Les salariés distinguent assez rapidement les actions de type « greenwashing » qui sont autant de contre-références dans l’engagement qu’ils pourraient souhaiter avoir.

Dans une entreprise étudiée, certains salariés estiment que les « grandes » décisions concernant le déménagement dans un nouveau bâtiment performant ont été prises sans eux, et qu’il était laissé à discussion uniquement des décisions « périphériques », peu importantes. Cela serait dû à un aspect bureaucratique et vertical des décisions de l’entreprise en général. Certains s’en contentent (intégrant une sorte de fatalité liée à la culture de l’entreprise), d’autres le critiquent, estimant qu’« on nous a un peu laissé croire qu’on nous laissait des marges de manœuvre » alors que « c’était ficelé, déjà ». 

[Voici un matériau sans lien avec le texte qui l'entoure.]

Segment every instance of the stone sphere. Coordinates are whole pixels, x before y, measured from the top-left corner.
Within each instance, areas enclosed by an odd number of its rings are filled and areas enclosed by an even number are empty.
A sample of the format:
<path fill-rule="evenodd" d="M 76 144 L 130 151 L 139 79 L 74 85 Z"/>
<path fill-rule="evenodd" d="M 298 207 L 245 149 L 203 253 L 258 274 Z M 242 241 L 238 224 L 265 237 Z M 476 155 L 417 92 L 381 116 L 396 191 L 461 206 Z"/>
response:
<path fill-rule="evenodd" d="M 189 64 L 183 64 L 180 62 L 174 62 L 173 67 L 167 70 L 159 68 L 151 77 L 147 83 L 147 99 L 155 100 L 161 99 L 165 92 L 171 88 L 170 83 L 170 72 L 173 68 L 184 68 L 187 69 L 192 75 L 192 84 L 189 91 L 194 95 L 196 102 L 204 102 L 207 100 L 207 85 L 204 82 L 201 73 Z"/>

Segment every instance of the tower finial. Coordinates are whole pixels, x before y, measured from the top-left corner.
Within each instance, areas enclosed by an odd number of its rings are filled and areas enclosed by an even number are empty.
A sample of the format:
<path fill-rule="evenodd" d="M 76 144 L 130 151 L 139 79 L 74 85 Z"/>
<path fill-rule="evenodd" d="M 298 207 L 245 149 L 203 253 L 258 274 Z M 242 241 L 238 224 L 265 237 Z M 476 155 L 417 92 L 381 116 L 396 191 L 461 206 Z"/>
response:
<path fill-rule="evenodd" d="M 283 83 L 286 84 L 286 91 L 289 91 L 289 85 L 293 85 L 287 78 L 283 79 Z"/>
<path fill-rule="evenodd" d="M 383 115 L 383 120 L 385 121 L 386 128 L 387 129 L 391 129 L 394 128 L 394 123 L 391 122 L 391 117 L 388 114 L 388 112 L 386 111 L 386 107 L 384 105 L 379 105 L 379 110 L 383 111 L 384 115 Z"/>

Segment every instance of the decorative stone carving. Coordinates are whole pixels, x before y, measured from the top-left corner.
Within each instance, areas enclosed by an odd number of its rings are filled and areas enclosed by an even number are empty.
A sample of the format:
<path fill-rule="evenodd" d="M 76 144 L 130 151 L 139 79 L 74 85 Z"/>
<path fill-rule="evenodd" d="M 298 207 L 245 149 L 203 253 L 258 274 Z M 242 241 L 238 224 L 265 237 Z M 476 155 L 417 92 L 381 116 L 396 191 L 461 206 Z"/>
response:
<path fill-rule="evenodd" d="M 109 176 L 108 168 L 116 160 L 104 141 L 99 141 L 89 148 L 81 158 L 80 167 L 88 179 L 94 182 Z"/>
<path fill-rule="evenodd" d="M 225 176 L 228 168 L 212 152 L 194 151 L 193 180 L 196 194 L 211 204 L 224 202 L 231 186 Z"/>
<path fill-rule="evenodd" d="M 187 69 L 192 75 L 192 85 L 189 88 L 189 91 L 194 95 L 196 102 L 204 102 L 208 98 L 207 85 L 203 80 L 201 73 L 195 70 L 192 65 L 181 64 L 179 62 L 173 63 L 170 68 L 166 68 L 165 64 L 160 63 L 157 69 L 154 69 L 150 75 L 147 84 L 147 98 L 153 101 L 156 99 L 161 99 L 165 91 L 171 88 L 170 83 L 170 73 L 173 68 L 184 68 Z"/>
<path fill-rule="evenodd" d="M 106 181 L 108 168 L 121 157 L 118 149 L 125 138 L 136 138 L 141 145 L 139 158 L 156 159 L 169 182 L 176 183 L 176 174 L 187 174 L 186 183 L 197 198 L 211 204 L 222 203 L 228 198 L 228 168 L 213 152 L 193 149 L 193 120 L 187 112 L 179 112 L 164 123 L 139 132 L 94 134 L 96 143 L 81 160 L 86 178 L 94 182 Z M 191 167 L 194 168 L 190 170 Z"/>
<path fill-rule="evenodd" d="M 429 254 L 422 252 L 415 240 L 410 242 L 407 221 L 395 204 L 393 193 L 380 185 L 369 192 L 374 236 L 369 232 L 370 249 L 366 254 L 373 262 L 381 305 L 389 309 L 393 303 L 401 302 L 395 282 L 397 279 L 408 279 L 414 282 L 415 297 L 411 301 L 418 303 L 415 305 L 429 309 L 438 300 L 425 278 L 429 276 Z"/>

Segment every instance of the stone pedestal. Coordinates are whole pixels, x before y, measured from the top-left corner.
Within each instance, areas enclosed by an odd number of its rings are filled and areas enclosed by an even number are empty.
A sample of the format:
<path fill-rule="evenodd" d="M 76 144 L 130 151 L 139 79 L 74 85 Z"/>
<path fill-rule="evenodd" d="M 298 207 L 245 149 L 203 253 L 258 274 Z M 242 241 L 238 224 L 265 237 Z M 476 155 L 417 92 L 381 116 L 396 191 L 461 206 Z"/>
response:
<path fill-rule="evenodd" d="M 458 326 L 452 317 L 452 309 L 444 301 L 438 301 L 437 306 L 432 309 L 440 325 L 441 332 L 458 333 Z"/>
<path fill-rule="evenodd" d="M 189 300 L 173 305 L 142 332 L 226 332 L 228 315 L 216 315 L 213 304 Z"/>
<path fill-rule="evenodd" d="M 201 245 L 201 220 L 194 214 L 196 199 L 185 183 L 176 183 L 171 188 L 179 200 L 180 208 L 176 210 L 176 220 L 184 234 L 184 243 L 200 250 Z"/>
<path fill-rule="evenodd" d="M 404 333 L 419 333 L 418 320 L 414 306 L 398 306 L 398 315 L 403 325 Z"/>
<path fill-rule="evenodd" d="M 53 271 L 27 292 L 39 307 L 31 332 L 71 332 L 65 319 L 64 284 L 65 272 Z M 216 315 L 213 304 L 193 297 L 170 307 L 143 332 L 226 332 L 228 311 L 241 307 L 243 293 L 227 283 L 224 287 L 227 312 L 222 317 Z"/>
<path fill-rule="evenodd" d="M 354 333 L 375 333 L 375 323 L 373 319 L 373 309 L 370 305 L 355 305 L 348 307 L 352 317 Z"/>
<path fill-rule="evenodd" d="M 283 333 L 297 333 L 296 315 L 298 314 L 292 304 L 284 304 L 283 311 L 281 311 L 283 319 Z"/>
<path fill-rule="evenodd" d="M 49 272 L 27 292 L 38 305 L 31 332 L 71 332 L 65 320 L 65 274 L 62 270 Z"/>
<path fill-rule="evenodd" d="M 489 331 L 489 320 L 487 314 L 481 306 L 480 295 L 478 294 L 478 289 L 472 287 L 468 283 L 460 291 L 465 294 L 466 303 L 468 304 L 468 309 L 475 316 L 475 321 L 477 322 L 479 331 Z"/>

Une conception prenant en compte davantage les usages et les occupants, une exploitation intégrant  médiation et réciproques ajustements, des actions dans le temps basées sur le volontariat et la construction d’objectifs négociés, un retour concret auprès des occupants sur les effets des actions mises en œuvre, la reconnaissance d’une responsabilité et d’une capacité d’action partagées par plusieurs acteurs (et non pas une focalisation sur la responsabilité de l’usager final), une prise en compte des besoins d’appropriation et de personnalisation des occupants, et une acceptation du libre-arbitre et d’une certaine diversité de mises en pratique, sont autant d’éléments qui permettraient une meilleure co-définition de la performance énergétique par tous les acteurs partie prenante et une réussite partagée pour son atteinte.

Isabelle MOUSSAOUI, 11 septembre 2014, pour CUBE2020.